Figlio del nobile Francesco e di Chiara Passerini che muore dando alla luce Bortolo e la sorella Maria Chiara, viene accolto nella casa del senatore Angelo Passerini dove cresce educato agli ideali religiosi e patriottici ispirati alla figura del vescovo mons. Geremia Bonomelli. Inizia gli studi superiori nel ginnasio liceo di Brescia e li completa presso i Barnabiti a Lodi. Si laurea in Giurisprudenza nel 1915 all’Università di Padova. Durante la Prima Guerra Mondiale presta servizio militare col grado di capitano d’Artiglieria distinguendosi su più fronti. Rientrato nella vita civile diviene direttore del Banco Mazzola Perlasca, indi Unione Bancaria Nazionale (1917-1932) di cui è direttore e successivamente liquidatore.

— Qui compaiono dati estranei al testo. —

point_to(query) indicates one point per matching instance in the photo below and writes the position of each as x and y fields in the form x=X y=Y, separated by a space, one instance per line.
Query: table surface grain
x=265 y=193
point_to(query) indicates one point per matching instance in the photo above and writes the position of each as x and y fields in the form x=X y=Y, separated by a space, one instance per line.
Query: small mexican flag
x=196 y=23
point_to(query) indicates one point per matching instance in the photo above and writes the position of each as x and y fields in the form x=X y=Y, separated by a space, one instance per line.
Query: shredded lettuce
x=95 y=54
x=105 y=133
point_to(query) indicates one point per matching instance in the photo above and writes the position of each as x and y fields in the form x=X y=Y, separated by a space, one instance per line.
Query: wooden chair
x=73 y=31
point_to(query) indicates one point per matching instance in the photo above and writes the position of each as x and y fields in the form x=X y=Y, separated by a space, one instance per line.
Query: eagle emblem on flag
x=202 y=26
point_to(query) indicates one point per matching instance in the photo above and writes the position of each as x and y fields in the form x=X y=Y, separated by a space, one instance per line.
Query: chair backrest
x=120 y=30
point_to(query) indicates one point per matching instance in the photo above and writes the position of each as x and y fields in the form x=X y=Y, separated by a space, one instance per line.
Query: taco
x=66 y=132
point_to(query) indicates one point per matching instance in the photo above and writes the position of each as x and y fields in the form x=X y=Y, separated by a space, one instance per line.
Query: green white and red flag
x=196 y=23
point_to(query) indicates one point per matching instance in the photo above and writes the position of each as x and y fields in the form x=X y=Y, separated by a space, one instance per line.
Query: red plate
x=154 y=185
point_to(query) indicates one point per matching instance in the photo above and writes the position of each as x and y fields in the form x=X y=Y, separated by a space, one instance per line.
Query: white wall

Vicino al mondo cattolico, nel 1924 aderisce al Centro nazionale. È estraneo alla politica del fascismo, che anzi osteggia, e vicino agli ambienti liberali. Durante la Rsi rifiuta l’incarico di presidente della Camera di commercio, entra in clandestinità e stringe rapporti con gli esponenti del liberalismo bresciano Ducos e Reggio. Entra a far parte del Comitato Nazionale di Liberazione. Proprio il Cln lo nomina prima commissario (1945) quindi presidente della Camera di Commercio (1946-57). In tale carica favorisce la realizzazione dell’autostrada per Venezia e sostiene – senza successo – la realizzazione del canale navigabile che doveva collegare l’Adriatico e il lago Maggiore. Consigliere (1957-71) e successivamente presidente dell'Istituto Zooprofilattico (1966-68) lo guida in un periodo di particolare sviluppo. Nello stesso periodo è consigliere (1958-72) e presidente (1965-67) della Fondazione Iniziative Zooprofilattiche. A lungo presidente del Partito liberale italiano, rifiuta candidature nazionali e dedica un’intensa attività a enti pubblici e privati della realtà bresciana. È stato consigliere degli Spedali Civili di Brescia (1954-75); consigliere (1952-62), vicepresidente (1957-58) e presidente (1959-62) della Scuola di Agricoltura «Vincenzo Dandolo» delle Istituzioni Agrarie Riunite e in questo ruolo è stato sostenitore e realizzatore della nuova scuola di Bargnano di Corzano. È stato anche membro del Consiglio
di presidenza dell'Istituto Agrario «Pastori» (1950-1960); revisore dei Conti della Fondazione “Ugo Da Como” (1955-1966); in diverse circostanze presidente del Rotary club di Brescia; per lungo tempo consigliere della Banca Credito Agrario Bresciano. Socio dell’Ateneo di Brescia di scienze lettere e arti dal 1949, ne è stato amministratore dal 1957 al 1962, consigliere dal 1963 al 1964. Nel 1979 è stato insignito del Premio Brescianità.